Field of the Invention
The present invention relates generally to train control and braking systems, and in particular to braking systems and methods of determining dynamic braking data and information for use in a braking model or algorithm on an operating train.
Description of the Related Art
As is known in the art, trains, which include at least one locomotive and, typically, multiple railcars, employ complex braking systems and arrangements for slowing or stopping the train in variety of conditions and environments. For example, existing braking systems are shown and described in U.S. Publication No. 2007/0142984 and U.S. Pat. Nos. 8,019,496; 6,314,358; 5,744,707; 4,562,543; 4,384,695; 4,235,402; 4,005,838; 4,005,837; 3,921,946; and 3,731,193. Further, many train systems and networks use some form of computer-controlled train management system, such as a Positive Train Control (PTC) system (e.g., the I-ETMS® of Wabtec Corporation). These computer-controlled train management systems have on-board computers or controllers that are used to implement certain train control and management actions for ensuring safe and effective operation of the train.
In addition, the computerized braking control system of the train management system uses a braking model or algorithm to build or determine stopping distances as the train advances or travels through the train network. Such stopping distances are based upon certain specified train-based operating parameters and/or variable feedback from a number of sensor systems and/or ancillary measurements or determinations, e.g., track grade, track curvature, train speed, train weight, brake pipe pressure, braking system reservoir pressures, and the like. Accordingly, the braking model must account for those various parameters, but must also account for variation in the system parameters while providing a stopping distance that has a very low probability of stopping the train past the target location.
As is also known, these stopping distances are used to build a braking profile or curve that estimates or predicts when train will stop, such as at a specified target point or area that is positioned ahead on the track. This braking profile is continually calculated using the braking model and using the changing feedback and variable determinations to provide an updated braking profile or curve ahead of the train. In general, this braking profile or curve visually illustrates to the train operator where the train is predicted to stop if a full-service penalty brake application is initiated. Again, this braking profile or curve is continually (e.g., 1-3 times per second) updated so that the operator has an ongoing understanding of how and when the train would stop during a penalty brake situation.
The braking model or algorithm is initially developed by executing a multitude of scenarios under a wide variety of conditions and states related to all aspects of the train and its projected surrounding environment. Further, and based upon certain rules and/or standards, a safety factor is determined to ensure to a specified probability that the required stopping distance will be safely short of the target. Still further, and during a penalty brake application, the braking model continues to monitor and predict the stopping distance to the specified target location.

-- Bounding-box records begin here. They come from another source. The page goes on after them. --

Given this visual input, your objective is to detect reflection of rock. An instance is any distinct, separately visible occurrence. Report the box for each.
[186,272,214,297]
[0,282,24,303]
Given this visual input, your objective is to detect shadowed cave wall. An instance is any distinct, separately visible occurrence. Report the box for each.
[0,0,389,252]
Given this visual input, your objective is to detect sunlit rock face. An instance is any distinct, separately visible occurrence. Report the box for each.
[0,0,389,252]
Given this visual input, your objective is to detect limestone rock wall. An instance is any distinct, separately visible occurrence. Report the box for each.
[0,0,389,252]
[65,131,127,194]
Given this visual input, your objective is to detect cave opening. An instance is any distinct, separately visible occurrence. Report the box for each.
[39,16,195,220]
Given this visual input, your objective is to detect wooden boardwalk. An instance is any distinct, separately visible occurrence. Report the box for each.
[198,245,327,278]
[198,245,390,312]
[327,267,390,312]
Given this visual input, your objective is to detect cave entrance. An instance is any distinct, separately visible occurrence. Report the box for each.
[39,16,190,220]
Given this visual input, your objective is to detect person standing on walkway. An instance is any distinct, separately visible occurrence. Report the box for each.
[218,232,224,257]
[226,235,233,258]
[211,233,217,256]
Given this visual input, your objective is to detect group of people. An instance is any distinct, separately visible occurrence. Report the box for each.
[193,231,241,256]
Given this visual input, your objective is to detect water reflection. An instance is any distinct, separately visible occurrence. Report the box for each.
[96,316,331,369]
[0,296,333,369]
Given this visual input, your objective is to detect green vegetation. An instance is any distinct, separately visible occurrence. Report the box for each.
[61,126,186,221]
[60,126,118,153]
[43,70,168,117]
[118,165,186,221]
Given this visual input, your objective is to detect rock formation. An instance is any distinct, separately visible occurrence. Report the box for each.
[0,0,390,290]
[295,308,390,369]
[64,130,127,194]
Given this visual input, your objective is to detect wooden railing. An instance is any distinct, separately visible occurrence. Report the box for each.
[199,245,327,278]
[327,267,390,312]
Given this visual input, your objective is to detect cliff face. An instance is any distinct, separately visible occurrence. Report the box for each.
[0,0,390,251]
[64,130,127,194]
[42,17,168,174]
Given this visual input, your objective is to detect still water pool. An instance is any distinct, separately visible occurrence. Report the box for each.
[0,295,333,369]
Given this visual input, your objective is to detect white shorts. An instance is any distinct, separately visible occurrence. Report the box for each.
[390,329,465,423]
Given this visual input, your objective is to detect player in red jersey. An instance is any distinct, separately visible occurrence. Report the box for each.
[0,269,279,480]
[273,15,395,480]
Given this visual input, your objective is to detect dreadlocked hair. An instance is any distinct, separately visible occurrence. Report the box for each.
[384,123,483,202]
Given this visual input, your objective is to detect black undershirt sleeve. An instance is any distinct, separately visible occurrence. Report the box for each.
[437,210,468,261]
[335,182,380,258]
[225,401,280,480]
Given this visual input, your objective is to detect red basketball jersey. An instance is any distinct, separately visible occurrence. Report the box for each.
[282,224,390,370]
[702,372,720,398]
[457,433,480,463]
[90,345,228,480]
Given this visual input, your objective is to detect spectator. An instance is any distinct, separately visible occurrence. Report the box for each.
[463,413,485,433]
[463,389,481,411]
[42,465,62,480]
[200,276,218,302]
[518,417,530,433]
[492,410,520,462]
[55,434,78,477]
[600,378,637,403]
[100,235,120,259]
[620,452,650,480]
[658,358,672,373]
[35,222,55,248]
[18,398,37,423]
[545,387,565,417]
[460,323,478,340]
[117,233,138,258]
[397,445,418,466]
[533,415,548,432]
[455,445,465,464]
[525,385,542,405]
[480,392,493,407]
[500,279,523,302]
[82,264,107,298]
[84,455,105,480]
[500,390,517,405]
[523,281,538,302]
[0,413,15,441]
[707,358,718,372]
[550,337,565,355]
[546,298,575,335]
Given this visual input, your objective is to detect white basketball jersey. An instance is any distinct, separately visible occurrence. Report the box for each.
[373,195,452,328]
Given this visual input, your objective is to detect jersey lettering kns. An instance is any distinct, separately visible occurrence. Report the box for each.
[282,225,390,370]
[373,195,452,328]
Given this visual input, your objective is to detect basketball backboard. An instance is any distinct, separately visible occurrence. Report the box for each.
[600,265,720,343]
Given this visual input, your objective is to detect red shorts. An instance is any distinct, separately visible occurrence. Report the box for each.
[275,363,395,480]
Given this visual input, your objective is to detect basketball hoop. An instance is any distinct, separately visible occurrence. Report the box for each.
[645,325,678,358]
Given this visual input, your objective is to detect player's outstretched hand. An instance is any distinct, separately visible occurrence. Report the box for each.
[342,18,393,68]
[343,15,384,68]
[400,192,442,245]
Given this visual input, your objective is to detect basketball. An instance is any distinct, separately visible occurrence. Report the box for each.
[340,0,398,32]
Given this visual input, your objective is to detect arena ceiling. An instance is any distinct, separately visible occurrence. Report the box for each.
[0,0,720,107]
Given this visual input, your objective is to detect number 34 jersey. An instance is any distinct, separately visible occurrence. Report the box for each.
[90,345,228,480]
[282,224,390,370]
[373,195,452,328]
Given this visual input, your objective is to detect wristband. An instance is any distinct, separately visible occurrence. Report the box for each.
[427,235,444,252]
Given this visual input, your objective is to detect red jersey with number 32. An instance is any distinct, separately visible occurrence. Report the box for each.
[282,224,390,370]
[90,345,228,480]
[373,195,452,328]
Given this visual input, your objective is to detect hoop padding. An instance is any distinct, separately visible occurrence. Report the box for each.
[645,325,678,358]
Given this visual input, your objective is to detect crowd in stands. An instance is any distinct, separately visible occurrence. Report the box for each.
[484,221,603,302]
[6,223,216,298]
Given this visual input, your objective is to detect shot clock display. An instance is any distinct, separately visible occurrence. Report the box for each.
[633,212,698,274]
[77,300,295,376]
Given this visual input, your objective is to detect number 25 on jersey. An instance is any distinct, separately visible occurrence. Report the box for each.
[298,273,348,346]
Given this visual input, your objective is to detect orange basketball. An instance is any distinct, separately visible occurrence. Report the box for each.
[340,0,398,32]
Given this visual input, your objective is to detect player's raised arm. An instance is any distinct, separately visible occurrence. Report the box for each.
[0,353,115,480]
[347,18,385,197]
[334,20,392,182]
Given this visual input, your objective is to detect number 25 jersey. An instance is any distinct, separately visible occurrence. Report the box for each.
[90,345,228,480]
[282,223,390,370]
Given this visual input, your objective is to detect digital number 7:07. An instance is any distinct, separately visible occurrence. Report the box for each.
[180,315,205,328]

While a prediction that the train will stop before or at the target location may not pose a significant safety issue, a predicted stop after the target location could prove problematic or unsafe.
In order to provide additional braking capacity and functionality, many trains are equipped with a Dynamic Brake System, which uses the traction motors of a railroad vehicle as generators during the braking process. Specifically, such a Dynamic Brake System provides additional braking force for the train by turning the motors that drive the wheels into generators and transferring the energy into resistors. In the past, and as discussed, the PTC braking model or algorithm has been developed to safely predict the stopping distance and characteristics of a train so that the PTC system can prevent the train from exceeding any speed restrictions or authority limitations. Through years of development, this braking model or algorithm has been refined to achieve accurate results within the requirements for safe operation.
However, one force that has never been properly accounted for is the total dynamic braking forces produced by the locomotive consist. The dynamic braking force has been excluded primarily based on guidance from the Federal Railroad Administration (FRA) and their belief that it could not be safely accounted for or relied upon. The drawback for the railroad operators is that by excluding dynamic braking force, the PTC system becomes too conservative, and may slow down overall throughput on the railroad due to excessive warnings and/or unnecessary enforcements. Therefore, accounting for dynamic braking force in the PTC braking model or algorithm has the potential to improve rail network throughput and reduce nuisance warning and enforcement events to crews that are properly handling their train.